Sinetron, FTV atau acara sejenisnya rutin tayang di stasiun televisi Indonesia. Sifatnya juga banyak, mulai dari yang religi, kehidupan sehari-hari, sampai cinta-cintaan. Tapi plot atau jalan ceritanya memang lebih sering sama saja antara satu acara dengan acara lainnya.
Nggak cuma jalan ceritanya aja yang sama, penokohan atau karakter yang muncul juga mirip antara satu dengan yang lain. Seringnya lagi, karakter orang Jawa digambarkan dengan cara yang sama. Meski padahal orang Jawa itu juga nggak gitu-gitu amat.
1. Medhok
Di banyak film Indonesia, orang Jawa itu biasanya digambarkan dengan cara bicara yang medhok. Sebenarnya ini cuma karena terbiasa bicara bahasa Jawa yang pengucapannya memang seperti ada penekanan di beberapa bagian. Tapi sayangnya, logat medhok ini akhirnya malah dijadikan penokohan karakter yang norak, kuno, dan lugu. Mereka yang medhok dijadikan bahan bercandaan atau diolok-olok karena dianggap kampungan.
Dalam kesehariannya, mereka memang bicara dalam bahasa Jawa memang terdengar medok. Apalagi bagi mereka yang nggak bisa atau nggak tahu soal bahasa tradisional ini. Tapi juga nggak sedikit yang bisa bicara dalam bahasa Indonesia tanpa ada aksen medhok sama sekali.
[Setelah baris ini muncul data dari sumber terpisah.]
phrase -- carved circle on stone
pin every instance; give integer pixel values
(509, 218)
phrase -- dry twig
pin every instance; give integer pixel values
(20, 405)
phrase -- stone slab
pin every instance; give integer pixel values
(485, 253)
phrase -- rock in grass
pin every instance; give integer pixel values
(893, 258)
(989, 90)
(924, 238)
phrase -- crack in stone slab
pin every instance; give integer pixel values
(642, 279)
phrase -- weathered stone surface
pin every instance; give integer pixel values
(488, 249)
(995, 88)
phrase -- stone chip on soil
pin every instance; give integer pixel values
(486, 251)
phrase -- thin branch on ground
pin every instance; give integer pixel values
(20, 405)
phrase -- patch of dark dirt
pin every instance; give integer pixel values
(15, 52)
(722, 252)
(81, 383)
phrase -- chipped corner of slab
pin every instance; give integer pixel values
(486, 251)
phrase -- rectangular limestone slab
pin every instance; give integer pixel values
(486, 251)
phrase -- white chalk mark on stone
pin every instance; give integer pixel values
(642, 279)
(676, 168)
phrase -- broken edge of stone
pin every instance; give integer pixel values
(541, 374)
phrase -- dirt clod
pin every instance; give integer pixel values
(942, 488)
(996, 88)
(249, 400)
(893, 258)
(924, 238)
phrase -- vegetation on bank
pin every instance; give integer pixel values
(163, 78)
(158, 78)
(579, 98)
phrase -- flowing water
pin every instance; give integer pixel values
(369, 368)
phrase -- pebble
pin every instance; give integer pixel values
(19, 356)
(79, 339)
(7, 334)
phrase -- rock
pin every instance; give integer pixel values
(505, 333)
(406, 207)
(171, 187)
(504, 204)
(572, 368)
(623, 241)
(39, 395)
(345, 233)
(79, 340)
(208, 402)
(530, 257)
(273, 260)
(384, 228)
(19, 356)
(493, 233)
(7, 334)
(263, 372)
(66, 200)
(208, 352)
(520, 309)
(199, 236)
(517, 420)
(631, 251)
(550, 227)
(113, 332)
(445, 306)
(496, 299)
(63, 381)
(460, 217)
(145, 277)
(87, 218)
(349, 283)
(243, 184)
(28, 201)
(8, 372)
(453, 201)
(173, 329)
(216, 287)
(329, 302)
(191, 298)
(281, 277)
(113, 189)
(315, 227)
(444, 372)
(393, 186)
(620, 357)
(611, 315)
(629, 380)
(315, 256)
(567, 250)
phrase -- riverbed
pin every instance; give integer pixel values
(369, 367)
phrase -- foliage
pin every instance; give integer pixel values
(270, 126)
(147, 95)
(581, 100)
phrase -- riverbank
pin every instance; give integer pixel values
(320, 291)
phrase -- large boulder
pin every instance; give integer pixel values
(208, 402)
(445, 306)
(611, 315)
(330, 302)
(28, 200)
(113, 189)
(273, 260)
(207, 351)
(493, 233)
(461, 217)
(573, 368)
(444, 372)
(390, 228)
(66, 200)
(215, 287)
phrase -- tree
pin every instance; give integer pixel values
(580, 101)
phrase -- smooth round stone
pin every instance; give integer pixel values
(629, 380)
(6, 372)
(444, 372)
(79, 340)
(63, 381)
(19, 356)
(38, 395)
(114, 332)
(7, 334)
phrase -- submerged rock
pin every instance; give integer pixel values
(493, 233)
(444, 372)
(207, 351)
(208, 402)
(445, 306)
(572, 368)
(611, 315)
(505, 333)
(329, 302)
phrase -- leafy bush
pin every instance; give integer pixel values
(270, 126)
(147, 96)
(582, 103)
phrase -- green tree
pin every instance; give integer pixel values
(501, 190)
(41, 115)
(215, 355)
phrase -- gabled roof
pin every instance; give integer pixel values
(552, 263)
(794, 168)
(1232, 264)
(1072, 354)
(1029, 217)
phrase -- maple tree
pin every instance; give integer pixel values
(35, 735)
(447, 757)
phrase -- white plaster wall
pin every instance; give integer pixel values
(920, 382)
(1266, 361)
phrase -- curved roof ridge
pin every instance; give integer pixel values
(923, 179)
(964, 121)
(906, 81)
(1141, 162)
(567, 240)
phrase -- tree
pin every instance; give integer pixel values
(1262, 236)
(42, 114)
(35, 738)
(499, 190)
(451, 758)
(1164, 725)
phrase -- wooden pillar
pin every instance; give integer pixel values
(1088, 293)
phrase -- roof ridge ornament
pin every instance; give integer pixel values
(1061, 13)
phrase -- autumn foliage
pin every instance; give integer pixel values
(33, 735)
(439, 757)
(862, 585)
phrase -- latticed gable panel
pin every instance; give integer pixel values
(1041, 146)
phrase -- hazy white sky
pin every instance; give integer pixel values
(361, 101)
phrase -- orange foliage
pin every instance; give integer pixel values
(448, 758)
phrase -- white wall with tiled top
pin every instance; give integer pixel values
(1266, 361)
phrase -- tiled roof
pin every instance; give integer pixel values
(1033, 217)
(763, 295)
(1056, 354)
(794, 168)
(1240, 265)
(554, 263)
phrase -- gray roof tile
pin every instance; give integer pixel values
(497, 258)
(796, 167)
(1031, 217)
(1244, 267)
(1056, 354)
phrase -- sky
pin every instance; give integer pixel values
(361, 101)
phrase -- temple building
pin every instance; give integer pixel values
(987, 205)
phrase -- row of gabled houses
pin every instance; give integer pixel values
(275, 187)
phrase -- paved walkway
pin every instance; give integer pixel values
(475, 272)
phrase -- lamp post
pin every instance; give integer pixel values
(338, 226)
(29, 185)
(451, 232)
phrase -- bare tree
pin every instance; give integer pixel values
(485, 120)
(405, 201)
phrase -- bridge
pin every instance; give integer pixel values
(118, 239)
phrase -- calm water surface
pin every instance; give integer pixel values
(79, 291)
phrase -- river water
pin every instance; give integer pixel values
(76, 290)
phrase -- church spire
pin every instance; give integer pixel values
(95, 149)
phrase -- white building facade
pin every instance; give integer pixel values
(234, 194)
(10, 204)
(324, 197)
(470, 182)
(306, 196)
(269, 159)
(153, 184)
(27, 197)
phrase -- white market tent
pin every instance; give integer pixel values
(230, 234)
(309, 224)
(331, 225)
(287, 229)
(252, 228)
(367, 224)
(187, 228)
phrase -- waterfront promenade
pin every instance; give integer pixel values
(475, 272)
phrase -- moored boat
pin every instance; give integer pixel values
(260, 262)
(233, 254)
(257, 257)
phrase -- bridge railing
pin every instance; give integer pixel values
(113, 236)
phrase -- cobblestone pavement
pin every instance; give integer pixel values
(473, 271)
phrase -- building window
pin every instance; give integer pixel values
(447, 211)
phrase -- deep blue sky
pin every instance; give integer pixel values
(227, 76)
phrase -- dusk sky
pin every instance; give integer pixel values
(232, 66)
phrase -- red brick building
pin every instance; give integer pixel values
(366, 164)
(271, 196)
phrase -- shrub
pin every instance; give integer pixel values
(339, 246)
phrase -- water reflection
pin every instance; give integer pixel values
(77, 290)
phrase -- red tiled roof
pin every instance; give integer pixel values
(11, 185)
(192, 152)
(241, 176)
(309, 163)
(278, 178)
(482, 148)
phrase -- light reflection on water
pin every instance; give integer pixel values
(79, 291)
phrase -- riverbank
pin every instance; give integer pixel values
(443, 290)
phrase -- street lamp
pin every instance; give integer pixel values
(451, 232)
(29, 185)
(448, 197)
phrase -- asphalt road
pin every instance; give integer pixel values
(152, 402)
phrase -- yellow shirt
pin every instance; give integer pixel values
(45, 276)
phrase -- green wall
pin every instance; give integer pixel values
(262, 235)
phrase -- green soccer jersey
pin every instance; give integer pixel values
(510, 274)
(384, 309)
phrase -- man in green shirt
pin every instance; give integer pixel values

Jadi, medhok itu cuma aksen bicara, bukan berarti orang yang medhok itu kuno atau kampungan. Nggak ada hubungannya.
2. Pakaian Beratribut Jawa
Hal lain yang juga sering ditunjukkan dalam karakter orang Jawa adalah berpakaian tradisional. Bisa pakai sorjan atau blangkon. Sorjan adalah pakaian tradisional Jawa dengan motif garis, blangkon adalah penutup kepala laki-lakinya. Di TV, orang Jawa selalu digambarkan dengan kalau nggak pakai sorjan ya blangkon.
Dalam kesehariannya, orang Jawa itu juga nggak gitu-gitu amat. Sebenarnya jarang yang setiap hari dan kemana-mana pakai sorjan atau blangkon. Kalau pakai pun biasanya cuma waktu ada acara khusus. Sehari-harinya, mereka ya memakai pakaian biasa seperti kebanyakan orang lainnya. Nggak beda.
3. Profesi Pembantu
Karena orang Jawa sering kali digambarkan sebagai sosok yang lugu, norak dan kampungan, maka profesi mereka juga jauh dari kesan mewah atau modern. Dalam film, pekerjaan tokoh orang Jawa ini biasanya nggak jauh-jauh dari pekerjaan kasar sebagai pembantu atau bawahan.
Profesi menjadi seorang pembantu itu juga bukan hal yang buruk. Tapi jika terus diulang di berbagai film yang berbeda, akhirnya ini malah jadi stereotipe. Padahal nggak selamanya orang Jawa itu bawahan. Yang sukses sebagai seorang pengusaha sebenarnya juga nggak sedikit.
4. Orang Jawa = Jogja atau Solo
Setiap kali menampilkan film dengan tokoh karakter Jawa, asal-usulnya kebanyakan berasal dari Jogja. Padahal Jawa itu nggak cuma Jogja, ada Surabaya, Malang, Semarang, Kediri, Nganjuk, Blitar, Solo, dan masih banyak lagi.
Tapi sayang yang jadi referensi lebih sering Jogja sehingga stereotipe yang muncul adalah yang orang Jawa itu ya berasal dari Jogja. Padahal orang Jawa itu ada banyak banget dan karakter serta kebiasaan tiap daerah juga beda-beda.
5. Orang Jawa Itu Halus dan Lemah Lembut
Karena yang dijadikan tokoh adalah orang Jawa dari Jogja, maka karakter yang digambarkan adalah orang-orang lembah lembut dan halus. Bukan berarti orang Jawa lain tidak lemah lembut, tapi karakter setiap orang itu berbeda-beda.
Nggak semua orang Jawa itu terlihat seperti yang selalu digambarkan dengan cara bicara yang halus dan lemah lembut. Ada juga yang lebih lugas, tegas, dan ceplas-ceplos. Itu semua tergantung dengan lingkungan mereka masing-masing.
Penggambaran orang Jawa yang selalu sama terkadang bisa jadi stereotipe. Jawa itu luas, dan masyarakat Jawa juga macam-macam, jadi nggak bisa kalau cuma diambil satu dan langsung direpresentasikan sebagai orang Jawa secara umum. Hal ini juga berlaku buat penokohan karakter dari daerah lainnya.